Model: gemini-3-flash-preview
Environment: Production (via API)
Issue: Sporadic insertion of HTML tags at the end of assistant turns.
Description: We are developing an AI-powered voice agent using the Gemini 3 Flash Preview model. While the model generally follows our plain-text system instructions, it sporadically appends an HTML tag to the end of its responses.

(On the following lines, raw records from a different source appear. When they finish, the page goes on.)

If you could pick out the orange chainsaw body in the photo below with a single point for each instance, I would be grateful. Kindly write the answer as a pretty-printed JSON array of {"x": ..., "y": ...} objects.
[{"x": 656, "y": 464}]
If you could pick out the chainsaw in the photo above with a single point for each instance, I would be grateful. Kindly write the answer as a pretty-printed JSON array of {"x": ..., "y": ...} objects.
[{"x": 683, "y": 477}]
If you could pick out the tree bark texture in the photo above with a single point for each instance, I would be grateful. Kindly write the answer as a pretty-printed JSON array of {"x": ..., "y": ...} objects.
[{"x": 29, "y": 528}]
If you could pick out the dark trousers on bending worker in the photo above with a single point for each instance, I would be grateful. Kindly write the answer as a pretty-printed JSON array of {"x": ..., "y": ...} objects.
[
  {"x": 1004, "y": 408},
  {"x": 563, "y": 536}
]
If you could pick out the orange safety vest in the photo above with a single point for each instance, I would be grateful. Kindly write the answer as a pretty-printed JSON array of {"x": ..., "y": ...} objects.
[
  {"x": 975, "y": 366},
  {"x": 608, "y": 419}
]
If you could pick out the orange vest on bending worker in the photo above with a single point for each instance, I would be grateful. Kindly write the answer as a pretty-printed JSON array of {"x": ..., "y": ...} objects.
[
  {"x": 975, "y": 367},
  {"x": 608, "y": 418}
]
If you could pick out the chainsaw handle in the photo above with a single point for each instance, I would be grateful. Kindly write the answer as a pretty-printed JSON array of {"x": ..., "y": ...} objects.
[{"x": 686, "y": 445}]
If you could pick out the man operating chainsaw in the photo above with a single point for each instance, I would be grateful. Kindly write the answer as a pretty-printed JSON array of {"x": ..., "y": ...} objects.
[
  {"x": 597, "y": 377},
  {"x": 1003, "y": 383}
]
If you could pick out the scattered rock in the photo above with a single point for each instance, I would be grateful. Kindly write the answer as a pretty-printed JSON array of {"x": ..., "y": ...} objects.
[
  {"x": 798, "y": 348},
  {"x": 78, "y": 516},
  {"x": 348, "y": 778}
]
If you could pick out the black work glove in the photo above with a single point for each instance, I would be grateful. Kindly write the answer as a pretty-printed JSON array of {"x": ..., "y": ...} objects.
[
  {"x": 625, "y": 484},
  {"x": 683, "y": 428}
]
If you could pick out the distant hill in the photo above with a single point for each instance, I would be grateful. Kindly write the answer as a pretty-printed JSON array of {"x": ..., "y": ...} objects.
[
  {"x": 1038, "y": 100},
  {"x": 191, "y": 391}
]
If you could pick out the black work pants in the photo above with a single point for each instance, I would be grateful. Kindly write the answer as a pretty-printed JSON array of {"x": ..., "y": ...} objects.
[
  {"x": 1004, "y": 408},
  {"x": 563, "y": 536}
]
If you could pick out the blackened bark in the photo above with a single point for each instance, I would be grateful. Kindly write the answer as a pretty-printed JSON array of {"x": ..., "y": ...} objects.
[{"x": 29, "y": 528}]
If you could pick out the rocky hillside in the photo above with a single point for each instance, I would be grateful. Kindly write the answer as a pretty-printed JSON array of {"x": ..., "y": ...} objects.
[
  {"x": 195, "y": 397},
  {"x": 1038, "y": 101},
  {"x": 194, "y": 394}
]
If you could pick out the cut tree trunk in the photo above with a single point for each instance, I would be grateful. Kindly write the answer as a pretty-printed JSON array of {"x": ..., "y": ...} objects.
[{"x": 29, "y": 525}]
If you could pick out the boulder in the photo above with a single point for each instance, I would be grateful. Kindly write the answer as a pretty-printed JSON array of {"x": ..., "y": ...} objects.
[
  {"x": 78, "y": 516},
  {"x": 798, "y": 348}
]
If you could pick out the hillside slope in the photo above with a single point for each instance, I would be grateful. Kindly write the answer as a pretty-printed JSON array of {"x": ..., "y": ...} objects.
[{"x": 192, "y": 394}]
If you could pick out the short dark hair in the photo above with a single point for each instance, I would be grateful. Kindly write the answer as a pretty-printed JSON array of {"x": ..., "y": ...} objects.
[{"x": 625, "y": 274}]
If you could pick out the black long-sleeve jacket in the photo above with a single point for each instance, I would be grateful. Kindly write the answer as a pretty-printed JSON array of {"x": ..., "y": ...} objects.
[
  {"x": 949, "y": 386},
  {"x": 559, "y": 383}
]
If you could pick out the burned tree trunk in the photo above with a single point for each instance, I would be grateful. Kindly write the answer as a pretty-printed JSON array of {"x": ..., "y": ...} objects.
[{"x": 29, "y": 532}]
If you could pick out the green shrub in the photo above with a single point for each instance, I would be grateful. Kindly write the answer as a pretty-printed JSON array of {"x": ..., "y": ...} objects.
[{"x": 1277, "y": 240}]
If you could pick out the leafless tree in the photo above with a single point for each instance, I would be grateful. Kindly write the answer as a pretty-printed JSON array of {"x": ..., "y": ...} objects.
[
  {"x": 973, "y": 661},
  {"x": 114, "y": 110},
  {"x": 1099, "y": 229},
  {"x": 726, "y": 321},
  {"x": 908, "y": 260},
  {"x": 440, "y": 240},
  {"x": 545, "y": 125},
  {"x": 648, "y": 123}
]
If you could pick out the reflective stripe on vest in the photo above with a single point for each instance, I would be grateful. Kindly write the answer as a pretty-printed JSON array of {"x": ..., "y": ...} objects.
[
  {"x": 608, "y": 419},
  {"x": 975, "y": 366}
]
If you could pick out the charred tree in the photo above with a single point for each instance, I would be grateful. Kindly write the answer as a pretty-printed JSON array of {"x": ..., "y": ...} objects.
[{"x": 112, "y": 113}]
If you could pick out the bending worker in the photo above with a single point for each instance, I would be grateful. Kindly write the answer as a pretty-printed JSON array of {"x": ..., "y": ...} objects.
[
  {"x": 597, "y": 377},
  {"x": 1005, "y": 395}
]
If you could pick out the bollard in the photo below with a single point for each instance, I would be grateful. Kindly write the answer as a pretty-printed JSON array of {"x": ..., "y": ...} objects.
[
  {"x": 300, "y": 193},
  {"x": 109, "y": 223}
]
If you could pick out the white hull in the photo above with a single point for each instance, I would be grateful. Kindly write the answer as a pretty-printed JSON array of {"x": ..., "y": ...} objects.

The Impact: Because this output is fed directly into a Text-to-Speech (TTS) engine, the TTS attempts to phonetically pronounce the string, resulting in a distinct and unprofessional “g” or “glottal stop” sound at the end of the agent’s speech.
Observations:
-
Environment Discrepancy: The issue occurs in our Production environment but is much less common in our Local testing environment (could potentially be to high concurrent volume in production).
-
Sporadic Nature: It does not happen on every turn; it seems to occur more frequently in longer conversations or when the model is reviewing structured lists (e.g., medication schedules).
-
Example: Assistant: I see, you had some tests done but haven’t received the results yet; do you remember which facility did those tests so we can help track them down for you?
Configurations Used:
-
model: gemini-3-flash-preview
-
temperature: 1.0
Questions for the Community:
-
Is this a known “Formatting Leakage” regression in the Gemini 3 preview models?
-
Why would this manifest in Production but stay relatively clean in Local testing (possible server-side versioning or default parameter differences)?
-
Besides post-processing Regex, are there specific safety_settings or stop_sequences that have successfully suppressed these web-markup hallucinations for other developers?